Code-explorer analyzes TypeScript and draws diagrams: type maps, call graphs, module graphs. For a single file, the analyzer sees everything. But when UserService extends BaseService and they're in different files, the analyzer has a blind spot.

Pass 1: collect names service.ts UserService extends BaseService base.ts BaseService abstract class { UserService, BaseService } Pass 2: analyze service.ts UserService extends BaseService ✓ base.ts BaseService abstract class extends context Result: UserService BaseService cross-file edge detected

The blind spot

The single-file analyzer works by parsing the AST, collecting declared names, and then walking the tree again to find references. When it sees extends BaseService, it checks if BaseService is in its set of known names. In a single file, that set only contains names declared in that file. Cross-file references vanish.
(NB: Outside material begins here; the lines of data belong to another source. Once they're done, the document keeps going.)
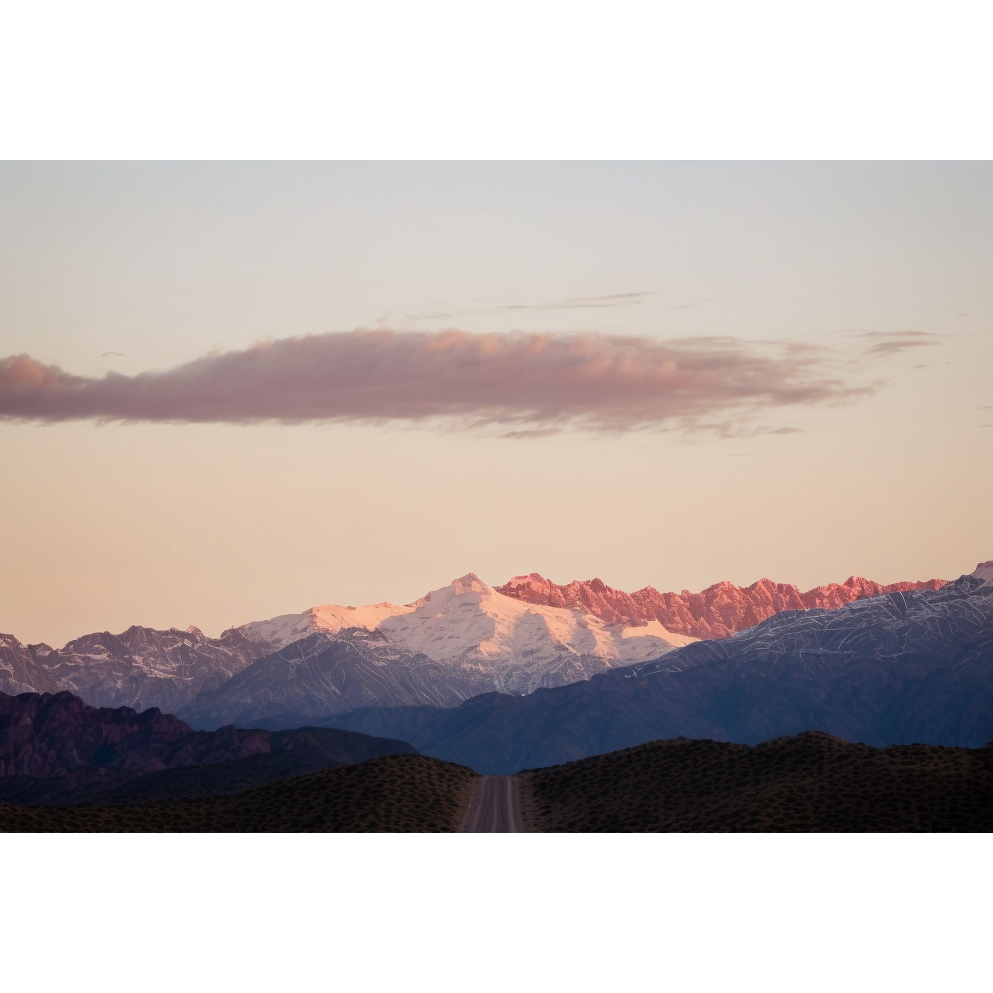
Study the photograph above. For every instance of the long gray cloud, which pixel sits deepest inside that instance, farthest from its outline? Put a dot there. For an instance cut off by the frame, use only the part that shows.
(525, 383)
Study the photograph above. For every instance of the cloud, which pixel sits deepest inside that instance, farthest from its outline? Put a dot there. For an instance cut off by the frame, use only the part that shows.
(686, 306)
(520, 382)
(570, 303)
(893, 342)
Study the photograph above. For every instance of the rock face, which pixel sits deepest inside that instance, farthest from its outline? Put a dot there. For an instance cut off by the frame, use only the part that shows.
(55, 748)
(454, 643)
(333, 674)
(900, 668)
(139, 668)
(716, 612)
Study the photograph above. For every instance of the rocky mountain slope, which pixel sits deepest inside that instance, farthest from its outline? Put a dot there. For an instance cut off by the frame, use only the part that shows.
(455, 643)
(139, 668)
(468, 621)
(716, 612)
(55, 748)
(898, 668)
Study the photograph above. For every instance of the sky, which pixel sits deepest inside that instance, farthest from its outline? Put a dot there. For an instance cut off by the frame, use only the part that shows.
(230, 391)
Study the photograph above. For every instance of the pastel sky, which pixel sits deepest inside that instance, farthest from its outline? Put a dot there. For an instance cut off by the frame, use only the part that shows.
(229, 391)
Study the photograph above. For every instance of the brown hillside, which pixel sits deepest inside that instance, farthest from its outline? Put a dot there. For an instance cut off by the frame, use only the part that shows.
(808, 782)
(398, 793)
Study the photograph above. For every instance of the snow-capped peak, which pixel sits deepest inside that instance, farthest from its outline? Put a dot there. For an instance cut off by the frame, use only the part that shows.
(470, 618)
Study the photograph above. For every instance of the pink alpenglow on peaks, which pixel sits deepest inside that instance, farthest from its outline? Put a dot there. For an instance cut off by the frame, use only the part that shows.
(716, 612)
(468, 618)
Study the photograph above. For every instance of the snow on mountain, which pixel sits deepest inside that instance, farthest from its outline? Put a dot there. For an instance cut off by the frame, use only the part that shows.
(467, 618)
(716, 612)
(330, 619)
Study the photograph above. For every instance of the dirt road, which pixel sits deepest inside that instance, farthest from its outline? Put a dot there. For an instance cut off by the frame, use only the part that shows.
(496, 807)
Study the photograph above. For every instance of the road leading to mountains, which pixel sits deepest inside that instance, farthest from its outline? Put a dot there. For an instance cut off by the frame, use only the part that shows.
(495, 807)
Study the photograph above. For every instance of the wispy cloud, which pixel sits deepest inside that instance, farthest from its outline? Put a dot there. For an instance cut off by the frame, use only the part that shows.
(569, 303)
(891, 342)
(524, 383)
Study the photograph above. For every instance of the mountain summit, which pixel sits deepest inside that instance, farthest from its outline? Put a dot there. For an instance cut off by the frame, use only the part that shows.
(718, 611)
(469, 619)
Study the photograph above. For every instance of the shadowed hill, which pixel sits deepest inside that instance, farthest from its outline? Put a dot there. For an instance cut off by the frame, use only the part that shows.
(895, 669)
(56, 750)
(397, 793)
(808, 782)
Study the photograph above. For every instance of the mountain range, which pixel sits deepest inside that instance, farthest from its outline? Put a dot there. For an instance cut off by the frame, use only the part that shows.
(456, 642)
(716, 612)
(490, 678)
(897, 668)
(56, 749)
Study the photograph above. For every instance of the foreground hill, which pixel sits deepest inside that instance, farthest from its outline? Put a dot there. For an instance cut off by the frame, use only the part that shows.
(55, 749)
(716, 612)
(395, 793)
(895, 669)
(809, 782)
The fix is absurdly simple: give it more names.

Two passes

Pass 1 scans every file and collects all declared type and function names into a single set. No analysis, no edges, just names. Fast.

Pass 2 runs the existing single-file analyzer on each file, but passes in the global name set as extra context. Now when service.ts references BaseService, the analyzer knows that name exists (it was collected from base.ts in pass 1) and creates the edge.

The single-file analyzer already accepted an optional externalNames parameter. The multi-file wrapper just fills it in. Zero changes to the core analysis logic.

Same trick, two diagrams

The type map and call graph use the exact same approach. For types, pass 1 collects interface, class, type alias, and enum names. For call graphs, it collects function and method names. Both use the same pattern: collect, then analyze with context.

This is the same fundamental idea behind compiler forward declarations and multi-pass compilation. You can't resolve references you don't know about. So you learn all the names first.